- Etymology: Possibly derived from the Spanish locality, Alfambra
- Members: Aaron ben Moses Alfandari; Elijah Alfandari; Ḥayyim ben Isaac Raphael Alfandari the Younger; Ḥayyim ben Jacob Alfandari the Elder; Isaac Raphael Alfandari; Jacob ben Ḥayyim Alfandari; Solomon Eliezer Alfandari; Solomon Alfandari (Valencia, 1367);
- Connected members: Moses Alphandéry (physician, 1506); Lyon Alphanderic (1558); Henri Alfandari (French MP, 2022);

= Alfandari =

Family of eastern rabbis

Alfandari was a family of eastern rabbis prominent in the 17th and 18th centuries, found in Smyrna, Constantinople, and Jerusalem. The name may be derived from a Spanish locality, perhaps from Alfambra. The following is a list of the chief members of the family:

- Aaron ben Moses Alfandari
- Elijah Alfandari
- Ḥayyim ben Isaac Raphael Alfandari the Younger
- Ḥayyim ben Jacob Alfandari the Elder
- Isaac Raphael Alfandari
- Jacob ben Ḥayyim Alfandari
- Solomon Eliezer Alfandari

Members of this family were to be found as of 1906 in Constantinople and in Beirut. A Portuguese family of the name Alphandéry still exists, as of 1906, in Paris and Avignon. In Avignon there was a physician, Moses Alphandéry, in 1506, and a Lyon Alphanderic, in 1558. Compare the names Moses אלפנדריך and Aaron אלפנדארק.

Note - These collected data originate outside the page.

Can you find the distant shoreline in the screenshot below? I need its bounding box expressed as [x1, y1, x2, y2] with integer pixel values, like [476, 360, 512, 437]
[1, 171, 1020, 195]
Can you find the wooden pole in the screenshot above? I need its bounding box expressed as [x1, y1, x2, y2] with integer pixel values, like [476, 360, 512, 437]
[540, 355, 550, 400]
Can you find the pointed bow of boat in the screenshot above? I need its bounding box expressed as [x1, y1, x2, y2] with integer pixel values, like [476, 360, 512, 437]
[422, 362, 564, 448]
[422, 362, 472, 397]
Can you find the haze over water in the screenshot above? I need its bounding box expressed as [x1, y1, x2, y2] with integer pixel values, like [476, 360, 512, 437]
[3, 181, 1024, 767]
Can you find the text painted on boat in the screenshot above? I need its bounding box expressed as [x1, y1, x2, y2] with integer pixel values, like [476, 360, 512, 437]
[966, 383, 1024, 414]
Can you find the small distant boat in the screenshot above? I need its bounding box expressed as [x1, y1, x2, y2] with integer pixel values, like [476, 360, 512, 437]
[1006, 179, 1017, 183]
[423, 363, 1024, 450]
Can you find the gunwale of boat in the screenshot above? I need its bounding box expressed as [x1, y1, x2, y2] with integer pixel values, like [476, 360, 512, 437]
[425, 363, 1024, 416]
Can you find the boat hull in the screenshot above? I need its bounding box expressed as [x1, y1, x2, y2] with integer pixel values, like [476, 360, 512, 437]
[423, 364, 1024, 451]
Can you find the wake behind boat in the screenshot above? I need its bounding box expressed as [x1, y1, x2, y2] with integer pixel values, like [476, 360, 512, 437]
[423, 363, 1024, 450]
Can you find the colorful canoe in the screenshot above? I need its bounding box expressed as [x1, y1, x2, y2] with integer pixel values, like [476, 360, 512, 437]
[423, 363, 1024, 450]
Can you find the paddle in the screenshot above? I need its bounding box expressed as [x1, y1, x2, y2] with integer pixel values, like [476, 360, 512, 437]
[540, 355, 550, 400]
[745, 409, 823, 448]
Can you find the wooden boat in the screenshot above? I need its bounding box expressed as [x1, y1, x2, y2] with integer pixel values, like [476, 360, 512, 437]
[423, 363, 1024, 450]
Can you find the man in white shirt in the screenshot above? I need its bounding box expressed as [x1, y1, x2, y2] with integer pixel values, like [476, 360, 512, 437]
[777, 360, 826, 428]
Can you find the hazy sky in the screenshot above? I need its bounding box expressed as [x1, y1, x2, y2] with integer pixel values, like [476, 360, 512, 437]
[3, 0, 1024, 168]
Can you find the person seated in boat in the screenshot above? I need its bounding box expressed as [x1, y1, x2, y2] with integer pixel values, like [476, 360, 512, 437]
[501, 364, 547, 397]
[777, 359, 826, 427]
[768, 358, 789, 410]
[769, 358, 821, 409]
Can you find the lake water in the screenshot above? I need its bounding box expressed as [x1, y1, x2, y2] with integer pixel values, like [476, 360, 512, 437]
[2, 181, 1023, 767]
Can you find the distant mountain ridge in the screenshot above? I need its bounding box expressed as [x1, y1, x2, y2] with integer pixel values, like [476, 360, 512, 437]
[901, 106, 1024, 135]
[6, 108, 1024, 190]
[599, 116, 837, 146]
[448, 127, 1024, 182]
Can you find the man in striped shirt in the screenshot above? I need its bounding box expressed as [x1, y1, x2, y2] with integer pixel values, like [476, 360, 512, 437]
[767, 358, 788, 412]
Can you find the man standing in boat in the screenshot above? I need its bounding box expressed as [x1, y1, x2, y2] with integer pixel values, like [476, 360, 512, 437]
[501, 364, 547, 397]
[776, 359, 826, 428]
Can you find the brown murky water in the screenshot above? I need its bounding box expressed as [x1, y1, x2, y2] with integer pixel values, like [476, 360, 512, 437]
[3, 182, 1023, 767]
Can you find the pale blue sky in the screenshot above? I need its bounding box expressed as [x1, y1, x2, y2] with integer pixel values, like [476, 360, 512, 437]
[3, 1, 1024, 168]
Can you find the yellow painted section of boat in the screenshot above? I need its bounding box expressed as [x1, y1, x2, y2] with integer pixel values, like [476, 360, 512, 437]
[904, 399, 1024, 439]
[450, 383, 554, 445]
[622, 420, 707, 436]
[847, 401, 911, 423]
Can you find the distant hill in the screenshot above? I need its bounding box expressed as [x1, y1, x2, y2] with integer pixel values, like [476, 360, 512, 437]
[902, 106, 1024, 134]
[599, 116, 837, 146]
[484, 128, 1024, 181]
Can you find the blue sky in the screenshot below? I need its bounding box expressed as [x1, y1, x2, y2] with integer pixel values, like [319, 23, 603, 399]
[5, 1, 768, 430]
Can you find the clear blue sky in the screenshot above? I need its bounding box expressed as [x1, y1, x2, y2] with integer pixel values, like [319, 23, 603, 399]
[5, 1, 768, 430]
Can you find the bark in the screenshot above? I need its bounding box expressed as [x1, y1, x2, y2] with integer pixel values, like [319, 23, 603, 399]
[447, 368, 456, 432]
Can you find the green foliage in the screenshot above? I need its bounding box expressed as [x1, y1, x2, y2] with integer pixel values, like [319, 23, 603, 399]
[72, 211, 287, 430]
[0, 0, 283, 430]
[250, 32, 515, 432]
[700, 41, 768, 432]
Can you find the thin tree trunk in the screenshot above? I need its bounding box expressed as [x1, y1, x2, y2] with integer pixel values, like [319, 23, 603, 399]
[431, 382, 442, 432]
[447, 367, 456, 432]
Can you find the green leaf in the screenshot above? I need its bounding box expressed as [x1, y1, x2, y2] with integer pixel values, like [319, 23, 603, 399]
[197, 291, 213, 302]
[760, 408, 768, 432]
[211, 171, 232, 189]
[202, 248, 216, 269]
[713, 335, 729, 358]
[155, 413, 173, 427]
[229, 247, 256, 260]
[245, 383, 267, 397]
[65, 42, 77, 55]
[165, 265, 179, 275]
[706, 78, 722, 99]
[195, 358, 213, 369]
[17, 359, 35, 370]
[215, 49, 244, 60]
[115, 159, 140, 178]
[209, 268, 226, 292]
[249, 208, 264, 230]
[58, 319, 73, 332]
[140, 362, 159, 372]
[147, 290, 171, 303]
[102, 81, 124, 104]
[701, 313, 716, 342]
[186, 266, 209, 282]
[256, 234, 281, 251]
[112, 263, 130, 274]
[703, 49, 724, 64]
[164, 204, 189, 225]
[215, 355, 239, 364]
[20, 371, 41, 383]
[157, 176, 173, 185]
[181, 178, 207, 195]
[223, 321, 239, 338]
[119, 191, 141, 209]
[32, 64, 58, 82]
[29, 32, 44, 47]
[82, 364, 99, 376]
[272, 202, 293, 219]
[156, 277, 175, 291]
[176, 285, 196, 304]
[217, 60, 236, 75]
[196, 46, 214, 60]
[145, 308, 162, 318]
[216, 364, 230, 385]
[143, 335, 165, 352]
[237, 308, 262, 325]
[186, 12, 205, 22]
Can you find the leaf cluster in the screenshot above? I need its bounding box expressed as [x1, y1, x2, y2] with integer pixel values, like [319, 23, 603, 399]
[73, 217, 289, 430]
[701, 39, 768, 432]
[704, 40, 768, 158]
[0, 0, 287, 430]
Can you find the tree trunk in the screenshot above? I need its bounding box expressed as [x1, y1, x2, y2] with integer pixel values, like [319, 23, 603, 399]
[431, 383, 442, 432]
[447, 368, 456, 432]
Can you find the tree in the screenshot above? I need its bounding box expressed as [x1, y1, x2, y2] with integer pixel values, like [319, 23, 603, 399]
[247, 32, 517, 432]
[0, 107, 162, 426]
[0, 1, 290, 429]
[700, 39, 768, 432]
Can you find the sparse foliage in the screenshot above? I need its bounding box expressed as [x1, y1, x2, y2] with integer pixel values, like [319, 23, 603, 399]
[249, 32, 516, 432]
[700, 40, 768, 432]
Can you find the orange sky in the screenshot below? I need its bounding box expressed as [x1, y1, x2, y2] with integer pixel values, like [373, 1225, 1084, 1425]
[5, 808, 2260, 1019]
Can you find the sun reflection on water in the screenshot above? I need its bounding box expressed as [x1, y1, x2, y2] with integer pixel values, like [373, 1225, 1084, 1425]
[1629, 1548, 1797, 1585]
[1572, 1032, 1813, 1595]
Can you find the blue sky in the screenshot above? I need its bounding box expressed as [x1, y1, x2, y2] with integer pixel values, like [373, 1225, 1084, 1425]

In addition to the persons mentioned above, there is known a Solomon Alfandari (Valencia, 1367), whose son Jacob assisted Samuel Ẓarẓa in tranṣlating the Sefer ha-'Aẓamim of pseudo-ibn Ezra from Arabic into Hebrew. A merchant, Isaac Alfandari, was wrecked in 1529 on the Nubian coast. In Israeli popular culture, the principal family in the 1973 film Daughters, Daughters is named Alfandari.

For a possible explanation of the name, see Steinschneider.

Henri Alfandari has been a French Member of Parliament since 2022.